Abstract

To retrospectively evaluate the incidence of and the risk factors for pneumothorax and intercostal catheter insertion (ICC) after CT-guided lung biopsy and to generate a risk prediction model for developing a pneumothorax and requiring an ICC. 255 CT-guided lung biopsies performed for 249 lesions in 249 patients from August 2014 to August 2019 were retrospectively analysed using multivariate logistic regression analysis. Risk prediction models were established using backward stepwise variable selection and likelihood ratio tests and were internally validated using split-sample methods. The overall incidence of pneumothorax was 30.2% (77/255). ICC insertion was required for 8.32% (21/255) of all procedures.
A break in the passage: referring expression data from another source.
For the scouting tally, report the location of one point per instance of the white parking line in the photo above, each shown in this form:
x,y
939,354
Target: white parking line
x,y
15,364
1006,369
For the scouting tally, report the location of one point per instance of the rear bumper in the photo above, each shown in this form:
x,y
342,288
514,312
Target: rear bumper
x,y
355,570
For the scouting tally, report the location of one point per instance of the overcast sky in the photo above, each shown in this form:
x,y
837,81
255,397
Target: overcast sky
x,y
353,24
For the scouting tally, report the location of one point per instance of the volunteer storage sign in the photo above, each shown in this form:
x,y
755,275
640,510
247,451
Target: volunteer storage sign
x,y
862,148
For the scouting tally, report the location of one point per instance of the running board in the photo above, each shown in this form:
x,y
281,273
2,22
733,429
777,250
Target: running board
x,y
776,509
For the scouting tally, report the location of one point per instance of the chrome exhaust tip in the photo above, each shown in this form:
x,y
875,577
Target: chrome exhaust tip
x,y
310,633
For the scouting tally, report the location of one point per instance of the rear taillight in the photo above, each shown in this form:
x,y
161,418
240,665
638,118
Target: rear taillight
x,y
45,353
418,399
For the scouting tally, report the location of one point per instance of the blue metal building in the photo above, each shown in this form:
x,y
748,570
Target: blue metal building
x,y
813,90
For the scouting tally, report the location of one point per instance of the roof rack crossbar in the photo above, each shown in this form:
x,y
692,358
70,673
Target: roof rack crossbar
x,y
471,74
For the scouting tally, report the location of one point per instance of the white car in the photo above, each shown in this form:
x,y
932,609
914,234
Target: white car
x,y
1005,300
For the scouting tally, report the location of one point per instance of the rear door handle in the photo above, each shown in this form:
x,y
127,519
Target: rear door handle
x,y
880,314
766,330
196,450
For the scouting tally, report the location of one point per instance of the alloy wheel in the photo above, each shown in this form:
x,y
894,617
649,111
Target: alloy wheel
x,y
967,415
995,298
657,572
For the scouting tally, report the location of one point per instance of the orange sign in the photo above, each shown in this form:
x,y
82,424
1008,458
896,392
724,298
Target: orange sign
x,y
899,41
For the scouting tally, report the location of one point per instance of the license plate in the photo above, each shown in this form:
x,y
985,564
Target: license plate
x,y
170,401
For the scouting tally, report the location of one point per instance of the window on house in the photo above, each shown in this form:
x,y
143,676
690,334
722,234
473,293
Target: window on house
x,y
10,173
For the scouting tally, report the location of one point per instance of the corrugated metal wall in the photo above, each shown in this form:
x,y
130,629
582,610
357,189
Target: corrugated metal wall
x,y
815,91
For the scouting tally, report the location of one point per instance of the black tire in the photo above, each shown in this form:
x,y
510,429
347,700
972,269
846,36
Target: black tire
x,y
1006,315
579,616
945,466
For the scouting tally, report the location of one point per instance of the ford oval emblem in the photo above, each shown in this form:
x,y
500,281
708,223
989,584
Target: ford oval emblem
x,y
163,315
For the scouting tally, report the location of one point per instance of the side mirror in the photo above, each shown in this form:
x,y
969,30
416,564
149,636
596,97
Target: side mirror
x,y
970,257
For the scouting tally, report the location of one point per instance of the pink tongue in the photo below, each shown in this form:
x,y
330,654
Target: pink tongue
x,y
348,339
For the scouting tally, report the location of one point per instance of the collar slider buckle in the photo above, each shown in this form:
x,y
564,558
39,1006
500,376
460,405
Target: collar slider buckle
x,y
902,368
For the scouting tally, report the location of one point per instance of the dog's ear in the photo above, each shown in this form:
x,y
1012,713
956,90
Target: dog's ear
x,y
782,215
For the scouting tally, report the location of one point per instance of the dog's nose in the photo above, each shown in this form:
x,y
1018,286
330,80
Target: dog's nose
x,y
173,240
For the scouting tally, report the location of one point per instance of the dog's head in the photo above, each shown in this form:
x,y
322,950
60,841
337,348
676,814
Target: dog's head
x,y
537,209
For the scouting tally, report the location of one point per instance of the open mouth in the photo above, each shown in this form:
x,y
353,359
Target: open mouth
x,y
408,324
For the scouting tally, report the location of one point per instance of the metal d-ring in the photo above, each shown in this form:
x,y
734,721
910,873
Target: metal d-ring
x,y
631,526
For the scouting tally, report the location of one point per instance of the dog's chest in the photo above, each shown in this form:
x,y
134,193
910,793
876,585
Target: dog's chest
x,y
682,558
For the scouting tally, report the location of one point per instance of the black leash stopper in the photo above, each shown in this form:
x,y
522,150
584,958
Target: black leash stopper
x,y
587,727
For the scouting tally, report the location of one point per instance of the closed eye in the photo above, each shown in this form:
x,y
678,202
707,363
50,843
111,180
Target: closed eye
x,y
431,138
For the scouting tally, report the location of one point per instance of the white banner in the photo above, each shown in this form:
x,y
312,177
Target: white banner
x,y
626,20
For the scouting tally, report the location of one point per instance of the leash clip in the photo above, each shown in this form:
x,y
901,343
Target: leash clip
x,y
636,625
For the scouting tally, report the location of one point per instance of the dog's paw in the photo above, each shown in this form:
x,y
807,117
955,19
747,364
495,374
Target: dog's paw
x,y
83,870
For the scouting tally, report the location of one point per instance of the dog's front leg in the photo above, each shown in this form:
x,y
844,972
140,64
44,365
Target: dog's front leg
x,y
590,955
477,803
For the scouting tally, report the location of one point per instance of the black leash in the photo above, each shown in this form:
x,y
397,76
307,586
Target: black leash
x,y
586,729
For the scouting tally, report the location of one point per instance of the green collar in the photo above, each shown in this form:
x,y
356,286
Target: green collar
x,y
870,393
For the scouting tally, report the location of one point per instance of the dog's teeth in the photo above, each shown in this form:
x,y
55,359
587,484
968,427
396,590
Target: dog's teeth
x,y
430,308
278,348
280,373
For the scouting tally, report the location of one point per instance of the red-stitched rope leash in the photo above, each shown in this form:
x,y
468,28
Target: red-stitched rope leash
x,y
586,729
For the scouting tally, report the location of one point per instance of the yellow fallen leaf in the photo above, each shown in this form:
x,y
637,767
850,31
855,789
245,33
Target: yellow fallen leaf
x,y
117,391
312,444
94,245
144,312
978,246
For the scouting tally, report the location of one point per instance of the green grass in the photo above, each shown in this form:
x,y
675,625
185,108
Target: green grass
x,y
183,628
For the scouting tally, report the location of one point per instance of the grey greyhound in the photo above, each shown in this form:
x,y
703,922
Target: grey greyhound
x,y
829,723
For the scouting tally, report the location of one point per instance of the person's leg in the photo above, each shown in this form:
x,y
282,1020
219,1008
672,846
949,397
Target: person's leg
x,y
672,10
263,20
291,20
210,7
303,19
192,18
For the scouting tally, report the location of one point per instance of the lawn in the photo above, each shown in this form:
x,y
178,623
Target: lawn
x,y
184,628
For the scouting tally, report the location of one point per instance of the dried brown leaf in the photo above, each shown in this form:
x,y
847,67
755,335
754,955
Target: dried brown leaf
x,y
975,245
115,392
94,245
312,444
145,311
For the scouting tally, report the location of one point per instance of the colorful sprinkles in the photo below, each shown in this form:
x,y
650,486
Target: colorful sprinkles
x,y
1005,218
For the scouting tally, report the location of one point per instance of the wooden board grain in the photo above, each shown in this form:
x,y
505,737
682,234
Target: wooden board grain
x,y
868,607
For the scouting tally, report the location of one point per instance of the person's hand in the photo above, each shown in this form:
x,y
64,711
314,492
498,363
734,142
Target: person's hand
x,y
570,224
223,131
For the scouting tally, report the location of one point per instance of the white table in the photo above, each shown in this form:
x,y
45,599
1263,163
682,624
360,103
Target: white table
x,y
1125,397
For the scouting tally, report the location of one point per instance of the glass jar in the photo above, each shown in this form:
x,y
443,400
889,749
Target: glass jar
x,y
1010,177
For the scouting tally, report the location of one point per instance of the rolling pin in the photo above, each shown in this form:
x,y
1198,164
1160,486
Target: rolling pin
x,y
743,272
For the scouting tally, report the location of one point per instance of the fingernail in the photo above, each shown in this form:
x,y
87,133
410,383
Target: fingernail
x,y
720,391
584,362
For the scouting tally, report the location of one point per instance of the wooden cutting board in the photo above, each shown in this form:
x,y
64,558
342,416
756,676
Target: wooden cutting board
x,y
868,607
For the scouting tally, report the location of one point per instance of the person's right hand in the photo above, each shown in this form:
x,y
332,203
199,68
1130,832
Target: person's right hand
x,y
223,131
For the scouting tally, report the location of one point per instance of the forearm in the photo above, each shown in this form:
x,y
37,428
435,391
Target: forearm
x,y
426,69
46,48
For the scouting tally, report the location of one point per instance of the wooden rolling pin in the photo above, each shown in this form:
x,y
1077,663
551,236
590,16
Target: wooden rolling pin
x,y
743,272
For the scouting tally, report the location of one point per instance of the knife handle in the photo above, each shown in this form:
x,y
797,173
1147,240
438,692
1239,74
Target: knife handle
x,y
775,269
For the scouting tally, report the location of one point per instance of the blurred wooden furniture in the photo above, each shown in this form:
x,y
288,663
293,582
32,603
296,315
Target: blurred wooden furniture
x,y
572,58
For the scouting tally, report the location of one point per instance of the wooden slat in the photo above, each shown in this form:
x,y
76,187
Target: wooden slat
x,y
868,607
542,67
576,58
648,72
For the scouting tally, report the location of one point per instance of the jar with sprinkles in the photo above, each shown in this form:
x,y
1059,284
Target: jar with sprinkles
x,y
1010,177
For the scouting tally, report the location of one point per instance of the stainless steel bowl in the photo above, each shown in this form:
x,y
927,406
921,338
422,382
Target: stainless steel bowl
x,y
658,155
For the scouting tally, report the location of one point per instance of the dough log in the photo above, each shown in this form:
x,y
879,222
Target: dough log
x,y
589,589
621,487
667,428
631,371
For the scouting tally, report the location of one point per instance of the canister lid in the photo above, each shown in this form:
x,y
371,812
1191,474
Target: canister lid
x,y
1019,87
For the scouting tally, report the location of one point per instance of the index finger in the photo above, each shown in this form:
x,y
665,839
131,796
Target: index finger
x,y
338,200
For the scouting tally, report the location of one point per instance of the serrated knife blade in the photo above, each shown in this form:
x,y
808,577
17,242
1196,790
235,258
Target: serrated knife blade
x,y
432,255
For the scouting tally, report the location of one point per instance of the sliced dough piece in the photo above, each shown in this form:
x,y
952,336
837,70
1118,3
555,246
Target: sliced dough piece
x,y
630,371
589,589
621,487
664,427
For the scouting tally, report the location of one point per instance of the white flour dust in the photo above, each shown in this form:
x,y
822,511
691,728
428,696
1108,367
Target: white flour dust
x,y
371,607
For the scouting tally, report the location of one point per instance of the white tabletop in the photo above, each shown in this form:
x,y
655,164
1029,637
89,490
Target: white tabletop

The significant independent risk factors for pneumothorax were lesions not in contact with pleura (P<0.001), a shorter skin-to-pleura distance (P=0.01), the needle crossing a fissure (P=0.004) and emphysema (P=0.01); those for ICC insertion for pneumothorax were a needle through emphysema (P<0.001) and lesions in the upper lobe (P=0.017). AUC of the predictive models for pneumothorax and ICC insertion were 0.800 (95% CI: 0.745-0.856) and 0.859 (95% CI: 0.779-0.939) respectively. Upon internal validation, AUC of the testing sets of pneumothorax and ICC insertion were 0.769 and 0.822 on average respectively. The complication rates of pneumothorax and ICC insertion after CT-guided lung biopsy at our institution are comparable to results from previously reported studies. This study provides highly accurate risk prediction models of pneumothorax and ICC insertion for patients undergoing CT-guided lung biopsies.